Would you like to share details of the business profitability, your personal tax rate, and the amount of tax extraction/SIPP contribution we are talking about?

Ken Figenus

Original Poster:

6,009 posts

141 months

Friday 3rd May 2024
quotequote all
Thanks for that! I'd forgotten dividend tax.

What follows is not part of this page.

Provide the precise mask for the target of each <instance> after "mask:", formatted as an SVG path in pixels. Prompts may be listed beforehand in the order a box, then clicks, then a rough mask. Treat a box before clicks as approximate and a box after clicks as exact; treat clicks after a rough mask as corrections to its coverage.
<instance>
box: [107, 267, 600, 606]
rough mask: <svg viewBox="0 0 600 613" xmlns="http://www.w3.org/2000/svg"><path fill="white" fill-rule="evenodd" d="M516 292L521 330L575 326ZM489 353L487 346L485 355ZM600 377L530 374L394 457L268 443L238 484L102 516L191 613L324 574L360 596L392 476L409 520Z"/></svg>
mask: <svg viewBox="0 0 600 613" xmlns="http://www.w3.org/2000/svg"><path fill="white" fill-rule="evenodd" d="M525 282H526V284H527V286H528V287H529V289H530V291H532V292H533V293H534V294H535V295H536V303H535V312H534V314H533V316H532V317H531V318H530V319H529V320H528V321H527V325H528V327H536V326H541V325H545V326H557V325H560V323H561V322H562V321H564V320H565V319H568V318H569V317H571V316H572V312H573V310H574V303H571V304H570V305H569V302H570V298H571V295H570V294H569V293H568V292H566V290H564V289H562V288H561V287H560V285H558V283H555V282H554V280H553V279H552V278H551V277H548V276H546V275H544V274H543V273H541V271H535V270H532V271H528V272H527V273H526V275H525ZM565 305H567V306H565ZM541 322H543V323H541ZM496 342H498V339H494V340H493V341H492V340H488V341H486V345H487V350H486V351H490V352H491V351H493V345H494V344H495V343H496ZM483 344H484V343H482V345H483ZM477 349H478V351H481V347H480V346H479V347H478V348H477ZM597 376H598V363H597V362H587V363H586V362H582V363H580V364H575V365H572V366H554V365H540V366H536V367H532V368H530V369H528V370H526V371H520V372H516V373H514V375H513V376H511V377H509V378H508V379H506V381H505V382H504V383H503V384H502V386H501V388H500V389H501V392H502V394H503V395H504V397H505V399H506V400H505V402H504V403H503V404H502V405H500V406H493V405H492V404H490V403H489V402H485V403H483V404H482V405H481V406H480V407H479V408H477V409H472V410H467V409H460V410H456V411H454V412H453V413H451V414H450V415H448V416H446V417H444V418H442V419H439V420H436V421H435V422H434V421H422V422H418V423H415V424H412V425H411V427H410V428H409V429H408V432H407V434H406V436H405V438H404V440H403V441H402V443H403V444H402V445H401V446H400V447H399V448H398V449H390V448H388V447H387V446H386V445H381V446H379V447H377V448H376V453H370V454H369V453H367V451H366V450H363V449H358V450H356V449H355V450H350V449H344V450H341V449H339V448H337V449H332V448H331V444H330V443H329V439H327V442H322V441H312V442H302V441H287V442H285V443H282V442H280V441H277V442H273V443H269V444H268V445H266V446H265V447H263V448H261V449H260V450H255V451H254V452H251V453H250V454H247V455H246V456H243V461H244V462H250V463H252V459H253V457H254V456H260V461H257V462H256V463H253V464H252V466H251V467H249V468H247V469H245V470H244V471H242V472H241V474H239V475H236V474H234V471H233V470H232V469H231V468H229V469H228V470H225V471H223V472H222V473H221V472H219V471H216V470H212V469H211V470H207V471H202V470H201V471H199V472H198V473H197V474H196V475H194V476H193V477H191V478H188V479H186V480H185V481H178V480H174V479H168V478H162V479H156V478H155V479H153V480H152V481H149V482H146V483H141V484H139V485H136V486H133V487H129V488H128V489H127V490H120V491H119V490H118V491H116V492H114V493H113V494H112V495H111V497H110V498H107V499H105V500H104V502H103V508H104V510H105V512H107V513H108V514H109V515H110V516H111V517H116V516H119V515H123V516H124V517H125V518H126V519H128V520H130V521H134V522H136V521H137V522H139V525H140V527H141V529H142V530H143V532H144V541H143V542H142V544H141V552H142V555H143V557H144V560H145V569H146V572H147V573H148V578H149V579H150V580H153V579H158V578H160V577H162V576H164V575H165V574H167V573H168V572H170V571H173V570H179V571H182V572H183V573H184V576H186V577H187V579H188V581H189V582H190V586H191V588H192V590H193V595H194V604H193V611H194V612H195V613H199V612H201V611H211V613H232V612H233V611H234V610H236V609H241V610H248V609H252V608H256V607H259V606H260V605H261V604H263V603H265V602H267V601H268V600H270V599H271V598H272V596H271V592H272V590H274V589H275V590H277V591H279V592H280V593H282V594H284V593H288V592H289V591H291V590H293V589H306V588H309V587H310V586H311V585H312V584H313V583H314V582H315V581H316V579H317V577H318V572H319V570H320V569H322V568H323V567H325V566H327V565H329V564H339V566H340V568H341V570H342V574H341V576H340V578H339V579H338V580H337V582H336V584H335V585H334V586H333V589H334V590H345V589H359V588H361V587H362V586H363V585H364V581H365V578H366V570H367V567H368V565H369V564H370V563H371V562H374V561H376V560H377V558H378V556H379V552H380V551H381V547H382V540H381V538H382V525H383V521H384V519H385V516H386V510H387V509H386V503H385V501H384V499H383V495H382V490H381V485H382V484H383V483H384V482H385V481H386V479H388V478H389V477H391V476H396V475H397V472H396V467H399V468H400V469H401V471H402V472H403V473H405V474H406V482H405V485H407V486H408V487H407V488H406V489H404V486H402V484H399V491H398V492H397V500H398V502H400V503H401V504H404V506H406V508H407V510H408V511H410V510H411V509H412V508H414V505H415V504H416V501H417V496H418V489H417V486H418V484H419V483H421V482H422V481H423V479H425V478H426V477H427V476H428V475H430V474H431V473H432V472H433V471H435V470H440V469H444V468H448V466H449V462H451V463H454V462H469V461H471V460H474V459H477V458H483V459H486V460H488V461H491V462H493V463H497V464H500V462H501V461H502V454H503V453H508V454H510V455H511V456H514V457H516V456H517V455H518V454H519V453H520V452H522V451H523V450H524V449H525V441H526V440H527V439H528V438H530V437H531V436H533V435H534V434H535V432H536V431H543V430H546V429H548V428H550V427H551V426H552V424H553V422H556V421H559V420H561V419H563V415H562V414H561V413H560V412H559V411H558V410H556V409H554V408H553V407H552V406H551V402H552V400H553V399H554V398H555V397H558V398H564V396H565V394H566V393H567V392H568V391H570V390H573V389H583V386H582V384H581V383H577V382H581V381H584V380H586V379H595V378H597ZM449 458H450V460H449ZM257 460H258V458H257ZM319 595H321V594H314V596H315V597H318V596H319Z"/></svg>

Basically its about sticking a backdated lump sum in SASS (think allowed about 120k backdated) after porting it to the business as a directors loan rather than doing something else directly with it. Its currently a tax free sum but in popping it in the SSAS i voluntarily expose it to tax... If I avoid c36% tax and end up paying 20% on 75% of it it may still make sense? So many variables I just cant decide!

Rufus Stone

12,272 posts

80 months

Friday 3rd May 2024
quotequote all
You are also getting tax free investment growth in the SSAS remember.

Ken Figenus

Original Poster:

6,009 posts

141 months

Friday 3rd May 2024
quotequote all
Thanks Rufus. Of course. I need a spread sheet to work this all out don't I! On the case! I think the IHT protection valuable too.

Rufus Stone

12,272 posts

80 months

Friday 3rd May 2024
quotequote all
If you are a 40% tax payer now, and will be a 20% tax payer in retirement the pension scheme is a no brainer really.

The IHT is good, but nominated beneficiaries will be liable to income tax on any drawdown if you die after age 75. I can see Labour tinkering with this.

Ken Figenus

Original Poster:

6,009 posts

141 months

Friday 3rd May 2024
quotequote all
Gosh - another thing I didn't know about the post age 75 drawdown. Bloody minefield.

I do have an IFA & acct but nothing stands still and I'm always trying to plan the future with crystal ball. Thanks for the tips.